上下2巻という構成ではあるのだけど、分量としては500頁くらい。そして、各章『とある〇〇の死』というタイトルで3編(2編目は上下巻にまたがる)という形なので、1冊でもよさそうな感じではあるのだが……
何と言うか……物語の核は、桐子と福原の2人。特に、福原の物語、という印象かな?
第1章『とあるチャラ男の死』は、HIVに感染してしまった恋人の物語。感染し、そのことを受け入れて病院へ行った美穂は福原により、適切な治療を受け、普通の社会生活を送れるようになっていく。一方、駿太はそれを受け入れらず、病院へ行くこともしない。その中で、感染している、という噂が広がり追い詰められていく。そんな中で、別に……と言いつつ、桐子の元を訪れるのだが……
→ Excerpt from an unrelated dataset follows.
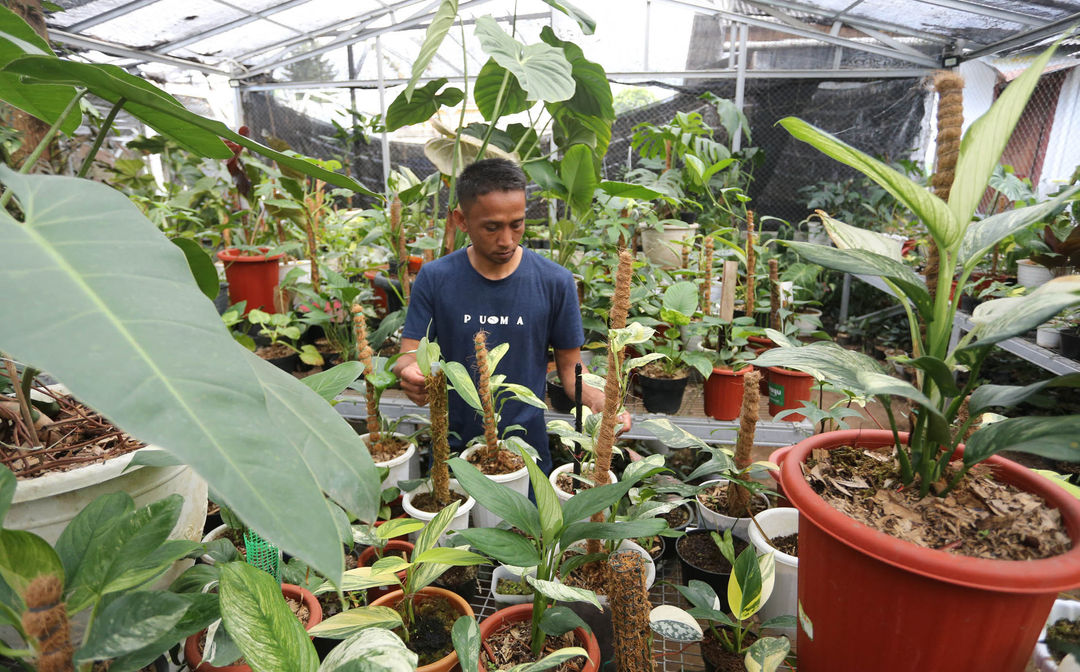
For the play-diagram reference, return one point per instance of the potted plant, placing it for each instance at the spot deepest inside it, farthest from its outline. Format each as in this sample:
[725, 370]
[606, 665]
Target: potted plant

この1編目で福原、桐子という両者の立ち位置が示される。そして、2編目、3編目は、福原の両親の話が描かれていき……。
癌に侵され、命の危機にある福原の母。重度のアレルギーを持ち、全てに絶望している桐子は、そんな彼女の姿に生きる、というのは何なのか、ということを学ぶ。その中で、福原の母が見せた一つの本音。それの意味するものは……。一方の3編目。福原の父が脳梗塞に倒れ、その影響で認知症になってしまう。父を憎んできた福原は、病院の実権を握るべく動き始める。そんな中、桐子を父の主治医に任命するが、父は、桐子に、自分の若かったころ、母との思い出を語って……
若い日に母を失い、父は仕事だけにかまけていた。そんな憎しみの対象であった父の本音。それを認められない福原。そんな中で、桐子が「救いたい」と言ったのは……。医師として限界とか、そういうものを知っている。しかも、父は憎き相手。そんな中でがんじがらめにされていく福原と、「患者の意思を」という桐子の真の意味。その対称性が上手く昇華された結末は非常に綺麗なものだった。
まぁ、その福原がなぜ、病院で閑職に追いやられたのか、とか、そういうところが序盤はよくわからないのでちょっと戸惑ったところはあったのだのだけど、読み終わっての読後感は良かった。